Die von Zimmer und Bilkei-Gorzo geleiteten Wissenschaftler haben mit ihrer Studie klar nachgewiesen, dass Phytocannabinoide die kognitiven Funktionen bei älteren Nagetieren wiederherstellen können, indem sie den Hippocampus in einen ähnlichen Zustand wie bei jungen Tieren zurückversetzen.

Bilkei-Gorzo sagte in einer Stellungnahme: „Es bestehen nur geringe Unterschiede beim Aufbau und bei den Aktivitäten des Cannabinoidsystems der verschiedenen Säugetiere. Lediglich die Dichte der Cannabinoidrezeptoren innerhalb der Hirnbereiche weist eine gewisse Schwankungsbreite auf“. 

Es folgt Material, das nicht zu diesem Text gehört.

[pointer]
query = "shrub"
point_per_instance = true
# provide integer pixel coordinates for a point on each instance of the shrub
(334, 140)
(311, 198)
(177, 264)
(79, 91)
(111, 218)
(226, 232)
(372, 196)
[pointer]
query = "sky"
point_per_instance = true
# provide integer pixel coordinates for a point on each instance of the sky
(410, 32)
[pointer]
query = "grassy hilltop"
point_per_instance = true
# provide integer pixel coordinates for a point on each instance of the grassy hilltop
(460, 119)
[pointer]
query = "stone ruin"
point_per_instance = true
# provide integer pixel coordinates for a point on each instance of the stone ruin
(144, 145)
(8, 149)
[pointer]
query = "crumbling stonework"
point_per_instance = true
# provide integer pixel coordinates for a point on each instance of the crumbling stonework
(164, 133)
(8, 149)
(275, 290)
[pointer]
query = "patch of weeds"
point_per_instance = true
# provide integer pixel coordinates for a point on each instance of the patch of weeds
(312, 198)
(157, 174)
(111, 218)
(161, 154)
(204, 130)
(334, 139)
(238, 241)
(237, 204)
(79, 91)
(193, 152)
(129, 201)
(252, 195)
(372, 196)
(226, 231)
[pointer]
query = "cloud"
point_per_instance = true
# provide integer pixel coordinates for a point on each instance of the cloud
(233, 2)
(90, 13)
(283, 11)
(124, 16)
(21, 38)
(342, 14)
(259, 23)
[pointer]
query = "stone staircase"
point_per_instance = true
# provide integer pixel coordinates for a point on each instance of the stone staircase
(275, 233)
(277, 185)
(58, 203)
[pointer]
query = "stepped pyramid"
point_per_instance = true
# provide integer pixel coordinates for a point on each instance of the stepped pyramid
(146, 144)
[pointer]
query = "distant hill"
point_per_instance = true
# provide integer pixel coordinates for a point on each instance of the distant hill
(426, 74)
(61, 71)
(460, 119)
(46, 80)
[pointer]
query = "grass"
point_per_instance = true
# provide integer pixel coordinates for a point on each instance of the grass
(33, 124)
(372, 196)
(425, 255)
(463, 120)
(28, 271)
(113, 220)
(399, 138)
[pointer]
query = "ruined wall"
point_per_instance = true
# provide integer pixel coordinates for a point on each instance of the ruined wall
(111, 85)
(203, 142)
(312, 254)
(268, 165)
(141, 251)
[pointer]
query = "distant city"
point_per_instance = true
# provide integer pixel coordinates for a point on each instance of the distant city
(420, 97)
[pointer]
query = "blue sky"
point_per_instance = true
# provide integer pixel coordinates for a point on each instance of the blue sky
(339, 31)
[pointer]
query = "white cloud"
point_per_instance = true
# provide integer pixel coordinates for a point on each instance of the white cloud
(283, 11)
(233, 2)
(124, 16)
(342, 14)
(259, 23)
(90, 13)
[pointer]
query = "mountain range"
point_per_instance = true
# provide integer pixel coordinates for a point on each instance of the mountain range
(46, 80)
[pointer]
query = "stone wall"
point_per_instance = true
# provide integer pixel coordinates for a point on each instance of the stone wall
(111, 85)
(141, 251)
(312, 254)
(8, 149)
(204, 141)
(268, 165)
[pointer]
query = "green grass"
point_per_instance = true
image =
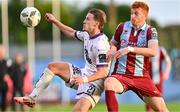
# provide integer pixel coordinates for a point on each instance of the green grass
(173, 107)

Ein klinischer Versuch, der am Menschen wiederholt werden muss

Es muss natürlich noch herausgefunden werden, ob diese Untersuchung auf den Menschen übertragbar ist und bei ihm die gleichen Ergebnisse erzielt werden. Aber die Wissenschaftler weisen in ihrem Bericht bereits darauf hin, dass „die regelmäßige Behandlung mit geringen Dosen THC oder Cannabisextrakten eine mögliche Strategie sein könnte, um den kognitiven Verfall bei älteren Menschen aufzuhalten oder sogar umzukehren”.

Die biologischen Mechanismen, die die Alterung des Gehirns auslösen, sind noch größtenteils unbekannt (CC. Kalvicio de las Nieves)

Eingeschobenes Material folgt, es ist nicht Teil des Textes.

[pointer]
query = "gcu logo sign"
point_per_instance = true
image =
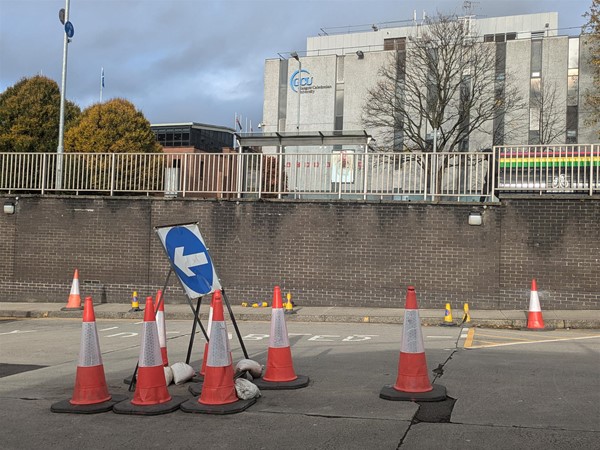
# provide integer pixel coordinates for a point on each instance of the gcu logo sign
(303, 79)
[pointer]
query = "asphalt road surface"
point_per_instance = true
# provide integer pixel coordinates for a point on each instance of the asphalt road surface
(508, 389)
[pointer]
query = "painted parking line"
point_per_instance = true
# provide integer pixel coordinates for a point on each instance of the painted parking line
(317, 337)
(486, 339)
(18, 332)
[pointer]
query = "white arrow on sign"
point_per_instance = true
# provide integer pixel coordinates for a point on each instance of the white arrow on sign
(185, 262)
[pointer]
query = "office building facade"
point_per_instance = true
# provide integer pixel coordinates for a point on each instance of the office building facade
(325, 87)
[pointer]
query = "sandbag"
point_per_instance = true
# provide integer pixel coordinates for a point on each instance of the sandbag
(246, 390)
(182, 372)
(252, 367)
(168, 375)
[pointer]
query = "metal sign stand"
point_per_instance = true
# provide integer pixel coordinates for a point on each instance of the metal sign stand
(196, 312)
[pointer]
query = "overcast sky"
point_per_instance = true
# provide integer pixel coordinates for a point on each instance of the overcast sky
(198, 60)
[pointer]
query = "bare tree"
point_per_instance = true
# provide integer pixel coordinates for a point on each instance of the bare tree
(443, 79)
(547, 112)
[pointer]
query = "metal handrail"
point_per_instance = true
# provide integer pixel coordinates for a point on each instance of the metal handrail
(347, 175)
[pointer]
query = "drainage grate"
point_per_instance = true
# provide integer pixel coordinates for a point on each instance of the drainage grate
(435, 412)
(7, 370)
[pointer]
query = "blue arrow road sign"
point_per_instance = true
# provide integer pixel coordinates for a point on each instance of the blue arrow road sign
(190, 259)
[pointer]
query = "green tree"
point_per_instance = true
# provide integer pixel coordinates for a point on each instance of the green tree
(29, 116)
(592, 31)
(112, 148)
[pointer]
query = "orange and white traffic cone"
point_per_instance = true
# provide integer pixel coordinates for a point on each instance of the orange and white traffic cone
(412, 382)
(74, 301)
(218, 391)
(151, 395)
(90, 394)
(280, 373)
(160, 324)
(535, 321)
(196, 388)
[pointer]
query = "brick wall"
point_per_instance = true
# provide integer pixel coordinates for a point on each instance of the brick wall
(324, 253)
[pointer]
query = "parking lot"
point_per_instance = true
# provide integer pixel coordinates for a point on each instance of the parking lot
(512, 388)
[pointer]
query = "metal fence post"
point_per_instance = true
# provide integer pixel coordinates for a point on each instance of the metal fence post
(365, 167)
(112, 173)
(44, 156)
(184, 177)
(260, 174)
(239, 169)
(594, 151)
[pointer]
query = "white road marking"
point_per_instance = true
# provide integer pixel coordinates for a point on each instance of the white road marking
(505, 344)
(19, 331)
(322, 337)
(359, 337)
(123, 334)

Und dabei handelt es sich nicht um die einzige Studie, sondern um eine von vielen, die das Potenzial von Cannabis und seine verjüngende Wirkung auf das Gehirn belegen, wenn auch derzeit nur bei Nagetieren. Auch wenn bei diesen Tierversuchen keine toxischen Wirkungen festgestellt werden konnten, so muss der entscheidende Schritt beim Menschen erst noch getan werden, was durch die Restriktionen, die für Cannabis nach der bestehenden Rechtslage gelten, erschwert wird.

Die vielen Vorteile von Cannabis bei der Behandlung von Krankheiten wie Krebs, AIDS, multipler Sklerose, Glaukomen, Diabetes und vielen anderen sind heute nicht mehr abzustreiten. Cannabis hat seinen Nutzen nicht nur bei der Behandlung von Krankheitsbildern im Gehirn unter Beweis gestellt, sondern wirkt auch als Schutz für die Hirnzellen, der in der Lage ist, Hirnerkrankungen vorzubeugen. Und die Serie neuer Studien zu den verschiedenen Cannabinoiden und ihrer Anwendung im neurologisch-therapeutischen Bereich reißt nicht ab. Wir hoffen, dass die Wissenschaft bald den entscheidenden Schritt wagt.